What Is the Difference Between Electronic Ignition & Pilotless Electronic Ignition?
Gas stoves and ovens need a way to ignite the natural gas supply to create the flame needed to cook. Electronic ignition, or pilotless electronic ignition, was created to replace older pilot light technology.
Older gas ovens and stoves utilized a small flame, or pilot light, to allow the range to create the heat needed to cook. Electronic ignition uses a clicking, or sparking, to initiate the cooking heat.
There is no difference between the terms "electronic ignition" and "pilotless electronic ignition." Both describe the same function of employing electrical current to ignite a flame in a stove or oven without the need for a continuously burning pilot light.

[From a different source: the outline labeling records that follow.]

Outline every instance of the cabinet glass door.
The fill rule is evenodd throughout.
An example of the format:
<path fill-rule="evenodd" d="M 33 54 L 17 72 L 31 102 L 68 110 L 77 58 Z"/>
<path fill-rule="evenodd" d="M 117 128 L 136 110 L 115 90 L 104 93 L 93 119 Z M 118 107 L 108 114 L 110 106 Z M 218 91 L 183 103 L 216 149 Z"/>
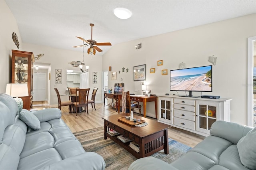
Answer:
<path fill-rule="evenodd" d="M 216 121 L 216 113 L 218 112 L 218 105 L 207 103 L 204 102 L 199 102 L 197 128 L 198 131 L 209 132 L 212 125 Z"/>
<path fill-rule="evenodd" d="M 28 83 L 28 57 L 15 57 L 14 83 Z"/>
<path fill-rule="evenodd" d="M 172 123 L 172 103 L 170 99 L 168 100 L 161 99 L 160 100 L 160 117 L 163 121 Z"/>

The use of pilotless electronic ignitions on gas stoves and ovens can save on natural gas bills by as much as 30 percent, reports the California Energy Commission. The lack of a pilot light saves energy, as well as avoiding the inconvenience of having to light the flame if it goes out.
Writing professionally since 2010, Amy Rodriguez cultivates successful cacti, succulents, bulbs, carnivorous plants and orchids at home. With an electronics degree and more than 10 years of experience, she applies her love of gadgets to the gardening world as she continues her education through college classes and gardening activities.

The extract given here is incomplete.